Bank Statement loans use 12 to 24 months of deposits to calculate your income. Lenders average those deposits and apply an expense ratio to arrive at qualifying income.
This works best if your business account shows consistent, healthy deposits. Irregular or cash-heavy businesses can run into trouble qualifying.
P&L loans use a CPA-prepared profit and loss statement — typically covering 12 to 24 months. Your accountant documents net income directly.
This path works well when your deposits look messy but your actual profitability is strong. The CPA's numbers do the heavy lifting.
Bank Statement loans rely on raw deposit data. P&L loans rely on a professional's income summary. One is objective, the other requires a licensed preparer.
P&L loans typically have stricter lender overlays — meaning fewer programs and sometimes higher rates. Bank Statement loans give us more lenders to shop across.
Pick the Bank Statement loan if your deposits are consistent and you want the most competitive rate options. We can shop that program across significantly more wholesale lenders.
Go the P&L route if your business has strong net profit that deposits don't reflect. Your CPA's statement can tell a better story than your bank account alone.
P&L loans always require a CPA-prepared statement. Bank Statement loans don't — lenders calculate income directly from your deposits.
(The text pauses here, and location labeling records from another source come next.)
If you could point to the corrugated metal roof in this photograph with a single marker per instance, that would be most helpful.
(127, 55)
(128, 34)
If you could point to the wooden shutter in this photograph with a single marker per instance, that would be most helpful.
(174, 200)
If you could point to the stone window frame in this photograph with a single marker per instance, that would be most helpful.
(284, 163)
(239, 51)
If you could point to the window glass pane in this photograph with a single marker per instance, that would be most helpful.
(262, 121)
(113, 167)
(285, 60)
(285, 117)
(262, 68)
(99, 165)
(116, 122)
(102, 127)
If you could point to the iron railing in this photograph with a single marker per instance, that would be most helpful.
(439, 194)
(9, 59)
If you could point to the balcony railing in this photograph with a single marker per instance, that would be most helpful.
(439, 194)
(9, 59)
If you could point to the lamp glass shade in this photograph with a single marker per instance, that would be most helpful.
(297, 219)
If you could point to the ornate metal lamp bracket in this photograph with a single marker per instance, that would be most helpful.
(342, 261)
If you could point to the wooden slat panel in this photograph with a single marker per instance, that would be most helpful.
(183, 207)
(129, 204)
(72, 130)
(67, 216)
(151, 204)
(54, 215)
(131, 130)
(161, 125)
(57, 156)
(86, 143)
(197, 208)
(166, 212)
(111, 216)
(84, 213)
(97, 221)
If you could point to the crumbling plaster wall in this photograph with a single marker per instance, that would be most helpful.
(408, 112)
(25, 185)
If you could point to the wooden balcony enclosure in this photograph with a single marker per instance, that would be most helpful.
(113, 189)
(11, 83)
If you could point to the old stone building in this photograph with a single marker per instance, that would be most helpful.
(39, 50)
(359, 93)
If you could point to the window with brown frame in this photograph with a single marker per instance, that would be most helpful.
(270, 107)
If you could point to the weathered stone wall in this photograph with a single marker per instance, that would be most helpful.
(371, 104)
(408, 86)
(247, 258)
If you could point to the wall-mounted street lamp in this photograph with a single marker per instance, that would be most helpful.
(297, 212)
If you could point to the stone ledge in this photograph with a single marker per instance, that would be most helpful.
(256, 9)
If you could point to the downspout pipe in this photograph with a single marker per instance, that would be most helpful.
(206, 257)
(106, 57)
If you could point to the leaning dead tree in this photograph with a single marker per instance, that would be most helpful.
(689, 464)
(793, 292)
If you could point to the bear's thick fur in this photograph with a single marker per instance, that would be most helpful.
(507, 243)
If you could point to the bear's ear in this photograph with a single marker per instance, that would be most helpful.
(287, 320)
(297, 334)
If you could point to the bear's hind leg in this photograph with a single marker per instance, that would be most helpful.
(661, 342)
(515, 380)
Bank Statement loans typically offer more competitive rates. More lenders offer them, which means more room to shop. Rates vary by borrower profile and market conditions.
Some lenders accept personal statements for Bank Statement loans. Business account statements are usually preferred and may qualify for a lower expense ratio.
Both are non-QM loans, so underwriting can take longer than conventional. Budget 30 to 45 days, depending on how quickly docs are gathered.
Loan amounts affect which programs are available. We'll confirm which non-QM lenders serve Lassen County for your specific purchase price.
Most non-QM lenders want at least a 620 credit score for these programs. Some P&L programs require 640 or higher depending on the lender.